Histologic evaluation of the efficacy of rhBMP-2 compared with autograft bone in sheep spinal anterior interbody fusion.
Academic Article
Overview
abstract
STUDY DESIGN: The sheep anterior lumbar spinal fusion model was used to study the efficacy of recombinant human bone morphogenetic protein-2 (rhBMP-2)-collagen composite in comparison with autograft to enhance spinal interbody fusion. Comparisons were drawn from temporal radiographic and end-point biomechanical and histologic data. OBJECTIVE: To analyze histologically the ability of rhBMP-2 to achieve complete arthrodesis between vertebral bodies. SUMMARY OF BACKGROUND DATA: Studies using rhBMP for enhancement of anterior interbody fusion have used numerous endpoints. However, systematic histologic evaluation of the fusion has not been conducted. METHODS: Twelve sheep underwent single-level anterior lumbar interbody fusion performed with a cylindrical fenestrated titanium interbody fusion device (INTER FIX, Medtronic Sofamor Danek, Inc., Memphis, TN). The device was filled either with rhBMP-2-collagen (n = 6) or autogenous iliac crest bone graft (n = 6).
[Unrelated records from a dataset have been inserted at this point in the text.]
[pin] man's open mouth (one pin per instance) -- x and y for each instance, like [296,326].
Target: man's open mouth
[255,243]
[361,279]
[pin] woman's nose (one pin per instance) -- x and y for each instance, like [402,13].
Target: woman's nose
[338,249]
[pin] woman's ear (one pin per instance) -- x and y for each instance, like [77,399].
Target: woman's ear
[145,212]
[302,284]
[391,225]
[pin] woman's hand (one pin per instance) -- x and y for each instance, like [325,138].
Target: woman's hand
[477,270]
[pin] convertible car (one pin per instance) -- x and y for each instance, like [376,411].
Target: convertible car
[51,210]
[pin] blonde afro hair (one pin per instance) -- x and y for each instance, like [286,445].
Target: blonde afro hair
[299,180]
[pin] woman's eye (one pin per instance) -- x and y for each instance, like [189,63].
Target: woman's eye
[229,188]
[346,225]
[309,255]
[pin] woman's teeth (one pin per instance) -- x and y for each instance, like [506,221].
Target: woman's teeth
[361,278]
Radiologic evaluation was carried out at 2-month intervals, and all sheep were killed 6 months after surgery. Nondestructive biomechanical testing for stiffness to flexion, extension, and lateral bending moments, un-decalcified histology, and qualitative and quantitative histologic evaluation were performed. RESULTS: Radiographs revealed a bony bridge anterior to the cage in five of six rhBMP-2-treated animals, whereas it was present only in one of five in the autogenous bone graft group. Segments treated with rhBMP-2 were 20% stiffer in flexion than autograft-treated segments at 6 months. Six of six in the rhBMP-2 group and two of six in the autograft group showed complete fusion. There was a significantly higher rate of bony continuity observed at the fenestrations of the rhBMP-2 group. Three times more number of cage fenestrations in the rhBMP-2 group demonstrated "all-bone" when compared with the autograft group (P < 0.001). Further, the scar tissue in and around the autograft-treated cages was 16-fold more (P < 0.01) than that seen for rhBMP-2-treated cages. CONCLUSIONS: The study demonstrates that rhBMP-2 can lead to earlier radiologic fusion and a more consistent increased stiffness of the segments when compared with autograft in sheep anterior lumbar interbody fusion. Furthermore, a three times higher histologic fusion rate is attainable with significantly reduced fibrous tissue around the implant when rhBMP-2 is used.